パワーとは。「プライオメトリクストレーニング」のやり方&注意点

トレーニング

スポーツの現場でよく使われる「パワー」という言葉。筋力とは別物であることをご存知だろうか?今回は、「パワー」についてその正体やパワーを高められる「プライオメトリクス(プライオメトリック)トレーニング」のやり方や注意点、代表的なトレーニングをいくつか紹介していきたい。

パワーの正体

パワーは、筋力とスピードの組み合わせたもの。筋力トレーニングによって筋力を鍛えればパワーも高まるというわけではないため、ジムに行ってバーベルやダンベルを持ち上げるだけでは不十分なのだ。

スポーツパフォーマンスを向上させるためには、筋力トレーニングによって手に入れた筋力にスピードを加えて、パワーに変換させること。

このスピード面を重点的に鍛えるトレーニングとして知られているのが、今回紹介する「プライオメトリクストレーニング」だ。パワーをつけることで、爆発的な力を発揮できるようになり、ライバルに差をつけることができる。

プライオメトリクストレーニング

プライオメトリクスは、パワーを鍛えるのに最適なトレーニングとして、パワーおよびスピードが求められるスポーツのパフォーマンス向上によく取り入れられている。速筋繊維とその活動を司る神経を鍛えることで筋力をパワーに変換することができる。

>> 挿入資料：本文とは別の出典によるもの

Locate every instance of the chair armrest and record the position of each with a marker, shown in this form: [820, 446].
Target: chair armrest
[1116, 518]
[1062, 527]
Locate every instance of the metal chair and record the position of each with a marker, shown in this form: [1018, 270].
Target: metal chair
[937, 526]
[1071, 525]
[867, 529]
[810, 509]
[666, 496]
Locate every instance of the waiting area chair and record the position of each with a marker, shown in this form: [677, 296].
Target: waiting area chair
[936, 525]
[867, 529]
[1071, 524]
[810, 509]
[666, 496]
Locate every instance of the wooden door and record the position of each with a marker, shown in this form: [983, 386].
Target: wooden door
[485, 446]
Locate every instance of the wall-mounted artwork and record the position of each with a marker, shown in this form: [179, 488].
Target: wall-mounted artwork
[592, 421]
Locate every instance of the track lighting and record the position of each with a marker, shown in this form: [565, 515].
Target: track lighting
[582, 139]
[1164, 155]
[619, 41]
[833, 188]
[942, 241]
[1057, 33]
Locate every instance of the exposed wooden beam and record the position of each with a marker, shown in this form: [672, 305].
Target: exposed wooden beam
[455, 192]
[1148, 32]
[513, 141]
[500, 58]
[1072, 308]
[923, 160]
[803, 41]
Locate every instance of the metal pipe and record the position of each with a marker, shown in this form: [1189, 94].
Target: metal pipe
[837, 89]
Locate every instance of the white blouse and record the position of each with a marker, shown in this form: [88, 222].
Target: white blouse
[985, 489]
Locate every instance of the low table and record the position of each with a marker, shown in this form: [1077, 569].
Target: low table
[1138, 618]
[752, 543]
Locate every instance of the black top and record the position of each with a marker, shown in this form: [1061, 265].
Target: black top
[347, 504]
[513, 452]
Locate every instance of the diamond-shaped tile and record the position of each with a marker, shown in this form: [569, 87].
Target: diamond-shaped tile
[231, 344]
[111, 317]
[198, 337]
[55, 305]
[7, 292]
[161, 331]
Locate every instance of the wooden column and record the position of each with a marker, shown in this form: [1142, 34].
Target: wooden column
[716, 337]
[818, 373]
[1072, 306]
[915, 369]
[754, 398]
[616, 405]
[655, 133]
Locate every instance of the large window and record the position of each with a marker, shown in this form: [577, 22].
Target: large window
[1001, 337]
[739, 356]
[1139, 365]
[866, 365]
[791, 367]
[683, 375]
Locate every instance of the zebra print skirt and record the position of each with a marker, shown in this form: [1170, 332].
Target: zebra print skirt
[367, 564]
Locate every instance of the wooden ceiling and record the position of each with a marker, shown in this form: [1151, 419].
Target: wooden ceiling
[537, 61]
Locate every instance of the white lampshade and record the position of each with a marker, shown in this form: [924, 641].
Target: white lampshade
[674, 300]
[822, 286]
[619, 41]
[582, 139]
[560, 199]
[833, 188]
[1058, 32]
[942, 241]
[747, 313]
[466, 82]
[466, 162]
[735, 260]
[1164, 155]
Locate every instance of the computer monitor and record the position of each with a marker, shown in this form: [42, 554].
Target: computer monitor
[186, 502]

子供の頃、スキップしたり公園の遊具でジャンプする楽しさを覚えているだろうか?プライオメトリクストレーニングではこれらの動きを応用し、ジャンピングやホッピング、バウンディングなどの動作が基本となっている。

ジャンプ動作が多く含まれることから「ジャンプトレーニング」とも言われているくらいだ。複雑な名前のトレーニングだが、スポーツ経験者ならトレーニングをすれば、すぐに思い出せるはず。

代表的なプライオメトリクストレーニング

1. アンクルホップ

  1. リラックスした状態で直立し、足は肩幅よりも少し狭い幅にする。
  2. 両足のかかとを地面から少し浮かせる(つま先立ちにはならない)。
  3. この状態から膝を曲げずに飛び跳ねる。
  4. これを連続で繰り返す。
ポイント
  • トランポリンの上で飛び跳ねるようなイメージで、うまく上半身を使いながら、着地時間を短くして飛び跳ねよう!
  • お尻と体幹を締めた状態で行おう。

2. タックジャンプ

  1. 足を揃えて直立する。
  2. この状態から太ももを高く引き上げて、ジャンプ。
  3. これを連続で行う。
ポイント
  • アンクルホップと同じように、トランポリンの上で高く飛び跳ねるようなイメージで、うまく上半身を使いながら、着地時間を短くして飛び跳ねよう!
  • しっかりとお尻と体幹を引き締めた状態で行おう。
  • なるべく太ももを高く引き上げてジャンプしよう。

3. ボックスジャンプ

  1. ボックスやイス、階段などの何か台になるものを用意しよう。
  2. ボックスから適度に離れたところから、勢いよくジャンプして台に飛び乗る。
  3. 後ろに足を引いて片脚ずつゆっくり丁寧に降りる。
ポイント
  • ボックスに飛び乗った時には棒立ちではなく、軽く膝を曲げ、腰を落とし、衝撃を吸収する。
  • 着地の際、膝がつま先の真上にくるようにしよう。

4. プッシュアップジャンプ

  1. 通常の腕立て伏せの姿勢をとる。
  2. 肘を曲げてカラダを下げる。
  3. 勢いよく地面を手で押して、両手を床から浮かせる。
  4. 両手で着地する。
  5. これをテンポよく繰り返す。
ポイント
  • 手でジャンプするようなイメージで、勢いよく地面を手でプッシュしよう。
  • 慣れてきたら次の「クラッププッシュアップ」にチャレンジし、難易度を上げよう!

5. クラッププッシュアップ

  1. 通常の腕立て伏せの姿勢をとる。
  2. 肘を曲げてカラダを下げる。
  3. 勢いよく地面を手で押して、両手を床から浮かせる。
  4. 空中で1度手を叩き、着地する。
  5. これをテンポよく繰り返す。
ポイント
  • 手でジャンプするようなイメージで勢いよく空中に浮くのがコツ。
  • 余裕のある人は、空中で2回、3回と徐々に難易度を上げていこう!

プライオメトリクストレーニングの注意点

1:筋力をつけてから行おう。

プライオメトリクストレーニングは、骨や関節にかなりのストレスをかける非常に強度の高いトレーニングであるため、運動初心者向けのトレーニングとは言えない。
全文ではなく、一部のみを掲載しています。